- Born: 1928 Etawah, Uttar Pradesh
- Died: 3 September 2021 (aged 93) Hyderabad, Telangana
- Other name: Suraiya Appa
- Education: University of Cambridge
- Occupations: Textile conservator, textile designer
- Years active: 1950s–2021
- Spouse: Aurobindo Bose ​(m. 1955)​
- Relatives: Abid Hasan Safrani (uncle);

= Suraiya Hasan Bose =

Indian textile conservator (1928–2021)

Suraiya Hasan Bose (1928–2021) was an Indian textile conservator, designer, and manufacturer, who worked to preserve traditional Indian textile art and techniques. She worked with the Indian Cottage Industries Emporium and the Indian Handloom and Handicrafts Export Corporation before establishing her own textile manufacturing unit to produce traditional Indian textiles. Her designs have been exhibited at the Victoria and Albert Museum.

== Biography ==
Suraiya Hasan was born in 1928 in Etawah, Uttar Pradesh, and raised in Hyderabad, Telangana. Her father, Badrul Hasan, established a bookstore and a handicraft manufacturing unit in Hyderabad. His handicraft unit focused on manufacturing traditional Indian bidri (metalwork) objects. She studied textile design at Cambridge University. Her uncle was the Indian freedom fighter, Abid Hasan Safrani. She later married Aurobindo Bose, the nephew of Indian freedom fighter Subhash Chandra Bose. Her family were significant participants in the Swadeshi movement, a nationalist movement that focused on producing and using native Indian textiles over imported British cotton during colonial rule in India. She died on 3 September 2021, at the age of 93.

== Career ==
After studying textiles at Cambridge University, Hasan Bose joined the Indian Cottage Industries Emporium, a governmental organization dedicated to producing and manufacturing traditional Indian handicrafts. Along with Pupul Jaykar, from the 1950s she managed the Handloom and Handicraft Export Corporation, a public sector undertaking of the Government of India in Delhi, and directed their export unit. During her tenure in Delhi, she collaborated with Indian handloom artists and art conservators such as Kamaladevi Chattopadhyay, Martand Singh and Lakshmi Jain to revive traditional Indian handicrafts.

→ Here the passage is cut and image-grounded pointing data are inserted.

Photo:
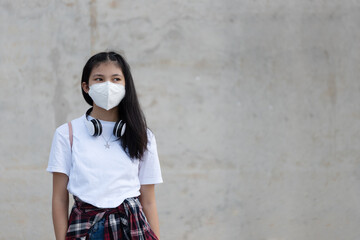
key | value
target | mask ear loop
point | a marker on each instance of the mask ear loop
(94, 126)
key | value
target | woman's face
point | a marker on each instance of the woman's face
(107, 71)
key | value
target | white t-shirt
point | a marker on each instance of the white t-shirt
(103, 177)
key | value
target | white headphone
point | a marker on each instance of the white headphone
(95, 128)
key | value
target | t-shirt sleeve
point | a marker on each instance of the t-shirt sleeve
(60, 153)
(149, 165)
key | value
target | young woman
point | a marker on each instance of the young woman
(107, 159)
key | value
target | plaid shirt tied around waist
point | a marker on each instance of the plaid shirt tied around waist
(126, 221)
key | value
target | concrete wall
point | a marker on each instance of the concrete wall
(255, 106)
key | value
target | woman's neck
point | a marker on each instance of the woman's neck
(110, 115)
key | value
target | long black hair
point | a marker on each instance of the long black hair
(134, 140)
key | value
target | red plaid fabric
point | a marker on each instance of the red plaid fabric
(127, 221)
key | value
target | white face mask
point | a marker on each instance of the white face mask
(107, 95)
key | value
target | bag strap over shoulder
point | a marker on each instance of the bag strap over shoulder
(70, 134)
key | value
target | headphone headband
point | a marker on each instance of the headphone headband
(95, 128)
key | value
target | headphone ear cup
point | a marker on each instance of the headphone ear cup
(119, 128)
(97, 126)
(123, 129)
(90, 127)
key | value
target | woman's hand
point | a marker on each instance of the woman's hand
(60, 204)
(148, 202)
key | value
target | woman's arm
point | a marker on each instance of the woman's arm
(60, 204)
(147, 199)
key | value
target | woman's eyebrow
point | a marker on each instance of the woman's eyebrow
(100, 75)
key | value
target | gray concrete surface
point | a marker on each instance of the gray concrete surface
(255, 106)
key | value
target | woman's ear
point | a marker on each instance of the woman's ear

In the 1970s, Hasan Bose moved back to Hyderabad along with her uncle, freedom fighter Abid Hasan Safrani. She established a textile manufacturing unit on land provided by Safrani. Hasan Bose collaborated with Indian artists to revive two traditional textile forms that nearly ceased to exist. These included himru weave, which derives from Persian textiles and is a complicated brocade weave embroidered with silk, created on custom eight-pedal looms, as well as mushroo, a double-layered cotton and silk weave. Bose hired artisans, catalogued traditional and historical designs, and manufactured both, himru and mashru textiles, as well as other traditional textiles and techniques used in the creation of saris and fabrics, such as paithani, telia rumal, ikat, jamawar, and hand-painted kalamkari. Her unit is currently the only manufacturer of himru textile in India.

In addition to manufacturing textiles, Bose built an archive of traditional motifs for textile patterns in India, using these to create new designs and reconstructing heritage jaalas or graphs used to set looms for weaving patterns. Her original designs were exhibited in the Victoria and Albert Museum in 2015, as part of a special exhibit on the fabrics of India. Bose's designs were supplied chiefly to Indian designers, as well as to Fabindia, but also exported Indian textiles. Bose also established a training unit, in order to teach handloom, weaving, and textile art to widows who did not have other options for employment, as well as a school to provide free education to the families of weavers and handloom artists. In 2019, Bose was the subject of a book that recorded her contributions to textile conservation in India.